A case in point is reported by a participant in a recent conference of American and German officials and opinion-makers. On hand was Richard Pipes, the Harvard professor and Soviet expert, now serving on Allen's national security staff. His blunt message to the Germans: If you want a voice in matters having to do with allied security, you must be ready to shed German blood in the Persian Gulf.

In other words, what Pipes reportedly was demanding is not just a larger German defense effort in Europe to compensate for a larger American presence in the Mideast; he was suggesting something the West Germans have adamantly resisted up to now: the deployment of their forces anywhere outside the NATO area.

"Even though there were a lot of solidly pro-American Germans in the room the effect was electric," according to an American who was there. "The Germans were obviously put off and said as much. That kind of talk can only lead them to distance themselves from American policy, in a way that sooner or later finds public expression."

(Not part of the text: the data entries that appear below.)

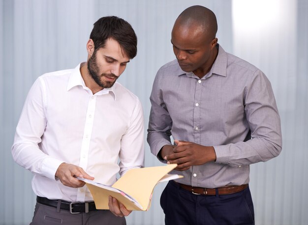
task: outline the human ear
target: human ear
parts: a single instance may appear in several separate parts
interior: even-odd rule
[[[89,39],[87,43],[87,51],[90,56],[92,56],[94,52],[94,42],[91,39]]]
[[[217,45],[217,42],[218,42],[218,38],[217,38],[216,37],[213,39],[212,42],[211,42],[211,48],[213,49],[215,46],[216,46],[216,45]]]

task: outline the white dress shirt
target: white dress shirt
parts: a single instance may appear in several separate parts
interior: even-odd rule
[[[14,160],[34,175],[35,194],[69,201],[92,200],[86,186],[65,186],[62,163],[112,185],[116,175],[144,166],[144,118],[139,99],[118,83],[93,95],[75,69],[45,74],[28,94],[12,147]],[[118,160],[120,159],[120,163]]]

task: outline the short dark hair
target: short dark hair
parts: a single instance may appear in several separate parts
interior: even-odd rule
[[[94,42],[94,50],[105,46],[106,40],[112,38],[120,44],[129,58],[137,55],[137,36],[126,21],[116,16],[102,17],[93,25],[90,39]]]

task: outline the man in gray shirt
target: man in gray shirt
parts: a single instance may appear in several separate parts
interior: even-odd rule
[[[249,165],[281,150],[270,82],[223,50],[217,27],[209,9],[184,10],[172,31],[177,58],[158,70],[153,84],[148,141],[153,154],[178,164],[176,173],[184,176],[162,194],[166,224],[254,224]]]

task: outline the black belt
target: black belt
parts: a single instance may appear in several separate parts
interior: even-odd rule
[[[57,208],[60,204],[60,208],[69,211],[72,214],[88,213],[90,211],[97,210],[94,201],[89,202],[70,202],[63,200],[49,199],[46,197],[36,197],[36,202],[43,205]],[[60,202],[60,203],[59,203]]]

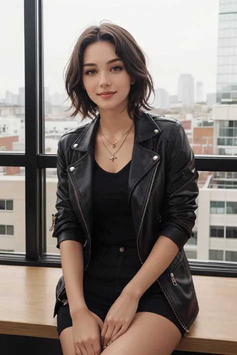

Ironically, this sort of encounter, by no means isolated, is probably producing more West European dissent from the American line than actually exists -- particularly with respect to the Polish crisis. Most experts agree that if the Soviets actually move in with troops in large numbers, the public reaction in Western Europe would be more than strong enough to support tough economic and diplomatic reprisals.

"This would not be like Czechoslovakia in 1968, when the chill in East-West relations lasted maybe six months," says one expert. He and others cite obvious differences: the likelihood of protracted fighting and loss of life in an East European country with close ties to the West; the fact of a second Soviet repression, only a little more than a year after Afghanistan; the importance of the Catholic Church in Poland; the distraction of Vietnam in 1968; an almost certain refugee problem, including the possibility, as one close observer puts it, of "boat people in the Baltic."

Some authorities foresee an East-West chill that could last for several years. But all that would be after the fact. The critical question, for whatever chastening effect it can have on the Soviets, is what the Soviets see right now.

And the danger is that what they see increasingly in Western Europe is a marked disinclination to follow the American lead. "If we push the Europeans too hard or too publicly -- if we present them with a stark choice when they have their own internal political problems, instead of practicing measured diplomacy -- the Russians may read neutralism and anti-Americanism in the European response," says one Soviet expert.

The result could be to rob the West of whatever deterrent influence it can exert on what one expert describes as the "most important Soviet decision since World War II."